Some residents say they ‘will have nothing to go back to’ after hurricane caused extensive damage


Burned rubble where a house once stood in Signal Cove, Hudson, Florida. Photograph: Miguel J Rodriguez Carrillo/AFP/Getty Images

For Evelyn and Thomas Rhodes, the sign they had to flee their home was when a bed started to float off the floor.

Ashley Nicole Nguyen of Pasco county, Florida has now started a GoFundMe to try to support the Rhodeses – her grandmother and uncle – who escaped the rising waters from Hurricane Idalia unharmed but have lost many of their possessions.

“[They] were asleep when the storm came through around 5am. Then [Thomas] noticed that his bed started to float,” said Nguyen.

The couple were taken by the fire department to their nearest friend’s house with their small dog.

“But everything is completely destroyed, all of [Nicole’s] belongings, televisions, furniture, as well as everything else on that street,” said Nguyen. She said her uncle’s workplace, a nearby restaurant, was completely destroyed by flooding.

“They will have nothing to go back to, and she also lost her cat due to the storm. He is believed to have drowned because he was an indoor cat and does not know the neighborhood.”

Similar scenes were play out across a broad swathe of Florida after Idalia carried with it a storm surge of up to 16ft (4.8m) as it struck the north-western coast, the state’s Big Bend region. The hurricane’s impact set record high water levels across a 200-mile (322km) stretch to Tampa, causing extensive damages in coastal communities of Perry, Steinhatchee and Cedar Key.

The storm made landfall on Wednesday morning as a category 3 hurricane with maximum sustained winds nearing 125mph.

According to Mike Carballa, the Pasco county administrator, an estimated 4,000 to 6,000 local homes sustained hurricane damage. Insured property losses were estimated by UBS to run to $9.36bn. Several roads and bridges into affected communities are still not accessible, as emergency crews clear debris and downed trees from roadways.

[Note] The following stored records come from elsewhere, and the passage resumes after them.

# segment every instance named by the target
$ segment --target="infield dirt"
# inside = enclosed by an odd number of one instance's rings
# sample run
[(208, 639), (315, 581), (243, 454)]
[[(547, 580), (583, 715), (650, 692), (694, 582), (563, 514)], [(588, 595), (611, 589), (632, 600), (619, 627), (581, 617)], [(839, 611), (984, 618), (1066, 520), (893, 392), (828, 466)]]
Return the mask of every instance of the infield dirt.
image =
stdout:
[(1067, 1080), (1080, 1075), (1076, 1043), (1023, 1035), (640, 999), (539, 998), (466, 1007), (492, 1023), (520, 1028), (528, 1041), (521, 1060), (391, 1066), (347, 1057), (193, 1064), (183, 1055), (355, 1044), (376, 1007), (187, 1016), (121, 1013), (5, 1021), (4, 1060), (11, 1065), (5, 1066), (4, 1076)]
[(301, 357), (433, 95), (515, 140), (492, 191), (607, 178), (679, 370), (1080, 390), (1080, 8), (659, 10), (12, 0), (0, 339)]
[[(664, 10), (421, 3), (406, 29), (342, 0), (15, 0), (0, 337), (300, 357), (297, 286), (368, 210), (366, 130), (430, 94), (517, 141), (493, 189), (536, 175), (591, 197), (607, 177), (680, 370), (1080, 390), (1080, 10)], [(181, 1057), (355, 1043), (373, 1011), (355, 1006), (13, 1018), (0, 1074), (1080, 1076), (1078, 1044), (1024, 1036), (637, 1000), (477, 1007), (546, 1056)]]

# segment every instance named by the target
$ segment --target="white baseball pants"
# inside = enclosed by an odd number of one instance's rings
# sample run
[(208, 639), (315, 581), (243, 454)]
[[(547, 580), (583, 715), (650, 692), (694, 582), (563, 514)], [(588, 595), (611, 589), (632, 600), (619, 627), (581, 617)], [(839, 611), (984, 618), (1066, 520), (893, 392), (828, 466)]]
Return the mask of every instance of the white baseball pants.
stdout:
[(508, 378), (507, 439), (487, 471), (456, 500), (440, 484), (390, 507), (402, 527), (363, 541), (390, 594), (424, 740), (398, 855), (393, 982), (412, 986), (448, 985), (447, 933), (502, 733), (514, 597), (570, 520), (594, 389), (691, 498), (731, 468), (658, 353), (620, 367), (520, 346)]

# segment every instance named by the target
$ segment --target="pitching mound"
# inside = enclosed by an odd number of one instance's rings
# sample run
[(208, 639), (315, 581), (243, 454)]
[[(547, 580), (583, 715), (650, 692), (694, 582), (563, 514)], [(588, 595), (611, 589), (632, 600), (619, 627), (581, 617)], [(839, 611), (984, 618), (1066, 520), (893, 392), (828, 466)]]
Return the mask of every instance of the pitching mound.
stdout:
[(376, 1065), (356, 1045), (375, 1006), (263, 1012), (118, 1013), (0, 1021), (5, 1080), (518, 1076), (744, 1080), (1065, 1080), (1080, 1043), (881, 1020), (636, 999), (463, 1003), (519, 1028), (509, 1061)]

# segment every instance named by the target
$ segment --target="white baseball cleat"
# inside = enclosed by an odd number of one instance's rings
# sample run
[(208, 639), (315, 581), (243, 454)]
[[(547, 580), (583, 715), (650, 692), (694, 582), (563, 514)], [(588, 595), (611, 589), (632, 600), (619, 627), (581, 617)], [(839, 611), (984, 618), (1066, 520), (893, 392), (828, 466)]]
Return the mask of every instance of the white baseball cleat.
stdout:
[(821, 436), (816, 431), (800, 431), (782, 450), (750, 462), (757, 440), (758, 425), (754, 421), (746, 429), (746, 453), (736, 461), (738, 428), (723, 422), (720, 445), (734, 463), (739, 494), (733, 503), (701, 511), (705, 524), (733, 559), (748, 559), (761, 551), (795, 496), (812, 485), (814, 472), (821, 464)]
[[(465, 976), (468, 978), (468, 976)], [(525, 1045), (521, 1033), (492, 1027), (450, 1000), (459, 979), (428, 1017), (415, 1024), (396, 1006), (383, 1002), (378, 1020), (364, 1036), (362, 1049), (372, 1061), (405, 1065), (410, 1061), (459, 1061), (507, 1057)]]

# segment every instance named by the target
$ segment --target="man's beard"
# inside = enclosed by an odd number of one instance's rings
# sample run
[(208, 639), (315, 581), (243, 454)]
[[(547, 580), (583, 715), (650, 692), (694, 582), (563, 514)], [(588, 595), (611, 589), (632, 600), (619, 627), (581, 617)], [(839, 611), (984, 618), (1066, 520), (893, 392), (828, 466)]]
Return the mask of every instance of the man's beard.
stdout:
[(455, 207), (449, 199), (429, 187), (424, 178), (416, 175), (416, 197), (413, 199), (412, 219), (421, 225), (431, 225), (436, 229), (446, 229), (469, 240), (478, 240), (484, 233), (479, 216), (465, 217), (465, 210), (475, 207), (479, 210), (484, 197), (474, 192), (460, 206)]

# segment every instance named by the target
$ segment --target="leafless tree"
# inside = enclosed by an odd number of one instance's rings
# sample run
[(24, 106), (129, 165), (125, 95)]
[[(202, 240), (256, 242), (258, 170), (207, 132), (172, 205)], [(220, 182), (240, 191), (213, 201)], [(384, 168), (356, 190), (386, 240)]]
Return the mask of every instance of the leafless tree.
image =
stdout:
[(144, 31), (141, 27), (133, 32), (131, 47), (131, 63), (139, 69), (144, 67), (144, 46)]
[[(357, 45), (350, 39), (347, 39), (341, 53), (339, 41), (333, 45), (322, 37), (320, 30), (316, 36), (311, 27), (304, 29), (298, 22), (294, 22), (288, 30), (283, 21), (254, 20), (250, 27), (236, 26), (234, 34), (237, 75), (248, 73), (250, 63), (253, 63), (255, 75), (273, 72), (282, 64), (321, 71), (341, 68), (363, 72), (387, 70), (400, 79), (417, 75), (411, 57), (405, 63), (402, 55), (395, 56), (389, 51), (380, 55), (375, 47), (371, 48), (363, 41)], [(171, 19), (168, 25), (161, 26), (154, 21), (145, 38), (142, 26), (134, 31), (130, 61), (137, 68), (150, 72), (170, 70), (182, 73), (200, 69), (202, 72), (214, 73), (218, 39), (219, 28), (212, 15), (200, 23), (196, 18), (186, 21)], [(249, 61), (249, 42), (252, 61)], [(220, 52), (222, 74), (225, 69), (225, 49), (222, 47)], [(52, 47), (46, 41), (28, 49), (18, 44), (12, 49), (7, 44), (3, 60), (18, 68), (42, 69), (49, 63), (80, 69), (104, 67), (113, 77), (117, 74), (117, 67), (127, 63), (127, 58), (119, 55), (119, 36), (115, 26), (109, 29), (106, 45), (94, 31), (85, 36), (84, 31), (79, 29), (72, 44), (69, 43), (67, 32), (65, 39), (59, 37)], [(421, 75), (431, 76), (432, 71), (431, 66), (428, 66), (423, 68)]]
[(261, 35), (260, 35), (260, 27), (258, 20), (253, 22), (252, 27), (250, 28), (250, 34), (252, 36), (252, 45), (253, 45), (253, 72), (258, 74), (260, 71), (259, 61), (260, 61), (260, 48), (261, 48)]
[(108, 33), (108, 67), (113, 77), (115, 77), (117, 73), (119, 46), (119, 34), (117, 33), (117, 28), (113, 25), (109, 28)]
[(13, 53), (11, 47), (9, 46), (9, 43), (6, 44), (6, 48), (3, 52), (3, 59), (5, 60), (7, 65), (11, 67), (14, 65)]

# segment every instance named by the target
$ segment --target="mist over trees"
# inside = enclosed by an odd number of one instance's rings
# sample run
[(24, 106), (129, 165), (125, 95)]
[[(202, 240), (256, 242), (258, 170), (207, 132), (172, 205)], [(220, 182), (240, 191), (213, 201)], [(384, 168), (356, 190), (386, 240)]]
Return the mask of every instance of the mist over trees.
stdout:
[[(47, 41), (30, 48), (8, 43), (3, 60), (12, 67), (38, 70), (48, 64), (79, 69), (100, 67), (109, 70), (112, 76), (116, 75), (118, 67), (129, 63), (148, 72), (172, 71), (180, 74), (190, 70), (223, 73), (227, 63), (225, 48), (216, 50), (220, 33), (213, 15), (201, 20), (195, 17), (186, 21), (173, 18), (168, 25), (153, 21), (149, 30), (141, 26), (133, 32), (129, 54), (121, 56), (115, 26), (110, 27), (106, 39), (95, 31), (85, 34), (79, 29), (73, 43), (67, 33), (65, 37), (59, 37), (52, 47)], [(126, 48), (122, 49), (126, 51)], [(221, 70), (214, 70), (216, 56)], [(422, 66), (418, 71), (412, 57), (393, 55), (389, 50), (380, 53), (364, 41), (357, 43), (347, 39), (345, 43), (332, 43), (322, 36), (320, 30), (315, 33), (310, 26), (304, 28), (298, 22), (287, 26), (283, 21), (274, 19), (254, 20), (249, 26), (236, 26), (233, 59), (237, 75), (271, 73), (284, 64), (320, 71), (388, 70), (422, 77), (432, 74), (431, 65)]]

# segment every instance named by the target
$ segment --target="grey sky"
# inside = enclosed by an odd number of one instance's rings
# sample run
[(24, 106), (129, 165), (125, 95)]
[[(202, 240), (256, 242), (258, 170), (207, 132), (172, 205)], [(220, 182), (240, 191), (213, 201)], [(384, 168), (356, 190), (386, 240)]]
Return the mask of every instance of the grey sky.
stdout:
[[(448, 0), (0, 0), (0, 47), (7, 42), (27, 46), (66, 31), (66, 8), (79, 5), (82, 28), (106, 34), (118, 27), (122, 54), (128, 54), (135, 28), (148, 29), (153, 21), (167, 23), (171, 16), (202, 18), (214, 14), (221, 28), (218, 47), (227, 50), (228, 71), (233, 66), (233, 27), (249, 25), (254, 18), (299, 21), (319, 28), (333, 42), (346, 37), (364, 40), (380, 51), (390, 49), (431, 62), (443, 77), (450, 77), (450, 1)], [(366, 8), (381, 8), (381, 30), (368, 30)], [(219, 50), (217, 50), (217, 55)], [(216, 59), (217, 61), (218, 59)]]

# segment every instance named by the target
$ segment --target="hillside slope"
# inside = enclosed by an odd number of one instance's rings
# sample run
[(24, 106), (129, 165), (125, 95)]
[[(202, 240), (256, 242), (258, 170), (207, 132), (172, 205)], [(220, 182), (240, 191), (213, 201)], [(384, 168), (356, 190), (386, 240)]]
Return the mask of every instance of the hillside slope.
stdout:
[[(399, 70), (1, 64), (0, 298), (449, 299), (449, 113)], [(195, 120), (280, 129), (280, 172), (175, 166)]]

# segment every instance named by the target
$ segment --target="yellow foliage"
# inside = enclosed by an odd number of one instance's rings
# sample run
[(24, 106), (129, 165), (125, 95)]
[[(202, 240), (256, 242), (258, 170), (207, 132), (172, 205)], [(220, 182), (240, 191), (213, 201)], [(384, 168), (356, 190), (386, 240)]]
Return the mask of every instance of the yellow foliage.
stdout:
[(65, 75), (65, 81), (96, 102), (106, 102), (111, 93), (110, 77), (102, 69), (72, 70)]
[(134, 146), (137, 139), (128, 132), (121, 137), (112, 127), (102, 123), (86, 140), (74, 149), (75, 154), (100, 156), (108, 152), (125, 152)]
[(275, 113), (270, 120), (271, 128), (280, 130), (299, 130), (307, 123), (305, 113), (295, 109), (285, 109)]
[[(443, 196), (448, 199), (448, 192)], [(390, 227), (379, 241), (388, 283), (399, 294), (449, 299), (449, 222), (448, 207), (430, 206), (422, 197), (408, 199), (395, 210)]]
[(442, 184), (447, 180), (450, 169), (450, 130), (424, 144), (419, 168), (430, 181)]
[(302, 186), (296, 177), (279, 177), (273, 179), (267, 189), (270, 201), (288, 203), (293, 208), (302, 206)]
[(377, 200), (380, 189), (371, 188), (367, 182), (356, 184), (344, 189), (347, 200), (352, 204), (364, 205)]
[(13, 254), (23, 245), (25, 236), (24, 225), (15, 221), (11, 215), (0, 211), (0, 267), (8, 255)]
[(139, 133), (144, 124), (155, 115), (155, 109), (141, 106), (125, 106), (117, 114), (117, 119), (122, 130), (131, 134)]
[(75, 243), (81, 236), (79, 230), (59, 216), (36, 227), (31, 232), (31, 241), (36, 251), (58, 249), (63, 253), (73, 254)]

As authorities continue to assess damages in the Big Bend region, residents who have lost their homes are in limbo, awaiting relief and assistance to begin to retrieve what they can from their homes.

Heather and David Durst of Hudson, Florida, completely lost their home to an Idalia-induced fire. Their children have set up a GoFundMe to help assist in their efforts to begin to rebuild, replace their personal items, and cover temporary housing expenses.

“We don’t know what happened exactly. We retreated next door, came outside and our neighbor realized our house was on fire. We tried to put it out, weren’t able to, [so] we called 911,” Heather Durst told the New York Times.

Ron DeSantis’s anti-immigration policies in Florida are undermining the recovery and rebuilding of hard-hit areas. On 1 July, SB 1718 signed into law by DeSantis went into effect, which imposes restrictions and penalties aimed at deterring employers from hiring undocumented workers.

“Floridians will need thousands of skilled disaster-recovery workers to rebuild their homes after Idalia, but because of Governor DeSantis, they may not get them,” said Saket Soni, executive director of Resilience Force, an advocacy group for workers who respond to climate disasters.

The group said over half its members reported they would not be deploying to Florida to assist in Hurricane Idalia recovery efforts due to the high risk of deportation.

Soni said: “Resilience workers are overwhelmingly immigrants – and DeSantis’s anti-immigrant attacks successfully drove them out when they were still rebuilding from Hurricane Ian’s unprecedented destruction.’

“Florida must repeal its draconian anti-immigrant laws now to avoid making the crisis of Idalia even worse.”